北海道内のITコーディネータ(ITC)や弁護士、弁理士らはこのほど、中小企業のIT化などを支援するプロフェッショナル集団としてLLC(合同会社)アイ・ディ・エル(IDL、佐々木身智子・代表執行社員)を立ち上げた。

 社内のリソースが不足する中小企業のIT化への取り組みを法律面などから支援する。

 IDLに参加した出資者は、IT構築・サポートを行うITC組織である「ITC─SapporoLLP」や三好内外国特許事務所SIC、弁護士や中小企業診断士らのNPO法人「地経研」などに所属する専門家11人。

 IDLの事業は「メンバー登録制」を基本として、定期的なセミナー参加を経て、企業の顧問相談役としてIT化や法律相談に応じるほか、IT化などに際して「専門家ネットワーク」を編成してプロジェクトを請け負う。

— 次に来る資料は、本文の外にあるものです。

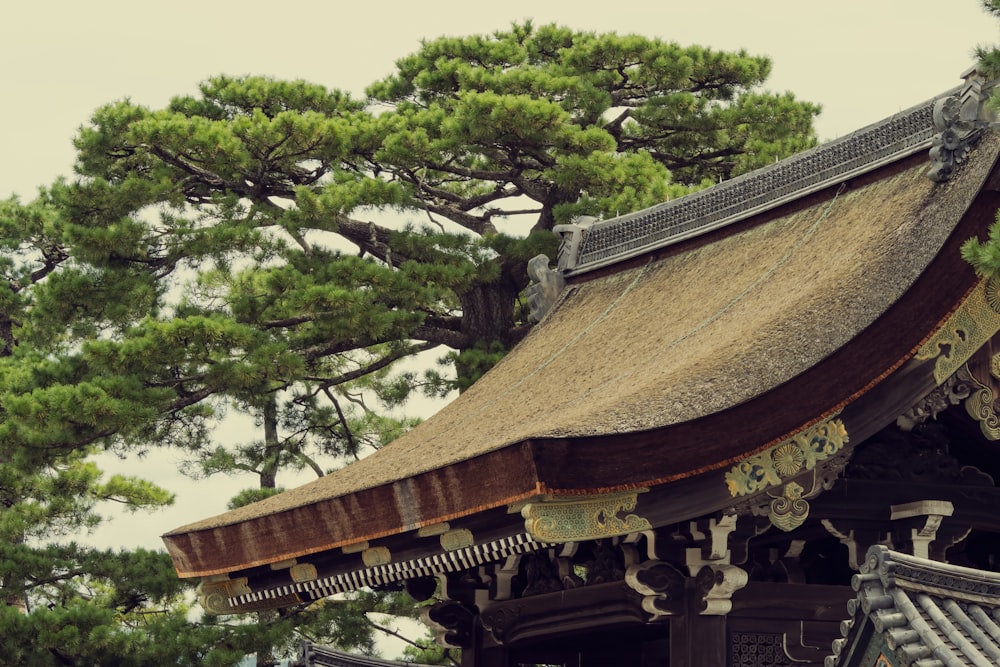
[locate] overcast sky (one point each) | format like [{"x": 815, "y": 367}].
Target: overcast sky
[{"x": 862, "y": 60}]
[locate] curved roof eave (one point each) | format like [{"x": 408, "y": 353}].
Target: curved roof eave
[{"x": 657, "y": 371}]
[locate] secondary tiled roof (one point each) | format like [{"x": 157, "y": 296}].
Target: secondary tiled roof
[{"x": 923, "y": 613}]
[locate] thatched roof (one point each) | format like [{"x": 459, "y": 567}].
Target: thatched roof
[{"x": 641, "y": 371}]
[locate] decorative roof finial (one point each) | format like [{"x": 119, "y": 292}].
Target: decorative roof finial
[
  {"x": 546, "y": 284},
  {"x": 959, "y": 121}
]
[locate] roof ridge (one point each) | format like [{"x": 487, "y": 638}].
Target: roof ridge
[{"x": 589, "y": 244}]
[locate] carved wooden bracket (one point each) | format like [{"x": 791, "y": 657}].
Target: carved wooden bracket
[
  {"x": 451, "y": 622},
  {"x": 717, "y": 583},
  {"x": 661, "y": 585}
]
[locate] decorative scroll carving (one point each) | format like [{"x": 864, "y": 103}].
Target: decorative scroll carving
[
  {"x": 451, "y": 622},
  {"x": 605, "y": 564},
  {"x": 952, "y": 392},
  {"x": 982, "y": 404},
  {"x": 542, "y": 575},
  {"x": 790, "y": 509},
  {"x": 214, "y": 595},
  {"x": 576, "y": 519},
  {"x": 966, "y": 330},
  {"x": 928, "y": 514},
  {"x": 959, "y": 121},
  {"x": 661, "y": 586},
  {"x": 717, "y": 583},
  {"x": 787, "y": 459},
  {"x": 545, "y": 287}
]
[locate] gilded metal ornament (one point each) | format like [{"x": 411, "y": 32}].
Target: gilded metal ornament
[
  {"x": 575, "y": 519},
  {"x": 965, "y": 331},
  {"x": 787, "y": 459},
  {"x": 789, "y": 510}
]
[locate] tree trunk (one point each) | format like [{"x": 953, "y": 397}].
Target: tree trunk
[
  {"x": 272, "y": 444},
  {"x": 488, "y": 322}
]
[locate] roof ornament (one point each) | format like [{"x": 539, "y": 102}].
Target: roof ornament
[
  {"x": 546, "y": 285},
  {"x": 573, "y": 235},
  {"x": 959, "y": 121}
]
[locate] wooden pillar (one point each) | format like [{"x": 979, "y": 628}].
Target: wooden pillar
[{"x": 696, "y": 640}]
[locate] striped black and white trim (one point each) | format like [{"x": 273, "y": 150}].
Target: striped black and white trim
[{"x": 428, "y": 566}]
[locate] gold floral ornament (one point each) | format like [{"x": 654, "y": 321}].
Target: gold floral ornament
[
  {"x": 787, "y": 459},
  {"x": 789, "y": 510},
  {"x": 798, "y": 454}
]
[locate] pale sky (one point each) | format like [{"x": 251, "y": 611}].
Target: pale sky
[{"x": 861, "y": 59}]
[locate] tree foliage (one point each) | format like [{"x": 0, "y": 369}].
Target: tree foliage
[{"x": 275, "y": 249}]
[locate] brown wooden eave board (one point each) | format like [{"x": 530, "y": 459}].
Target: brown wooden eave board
[{"x": 588, "y": 464}]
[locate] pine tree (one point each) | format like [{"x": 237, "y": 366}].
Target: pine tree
[{"x": 275, "y": 248}]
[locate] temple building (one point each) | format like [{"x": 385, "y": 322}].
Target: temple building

 主に道内の中小企業を対象に活動し、コスト削減などに必要なプロセス改革や「プライバシーマーク」取得などの情報セキュリティ支援、内部統制への対応、新製品開発などをバックアップする。

 佐々木代表執行社員は「シンクタンクならぬ『DOタンク』として、各専門家が連携して支援する」と、人材不足に悩む中小企業に対し、プロジェクト完了まで面倒を見る体制を敷く。

 例えば、中小企業のIT化に際しては、ITCが業務プロセスを精査するほか、RFP(提案依頼書)を作成し、SIerを設定。契約に関する法律上の案件を弁護士や司法書士などが支援する。全体のプロジェクトは、「数値的客観的評価」を実施して、IT投資に対する費用対効果を明確に示す。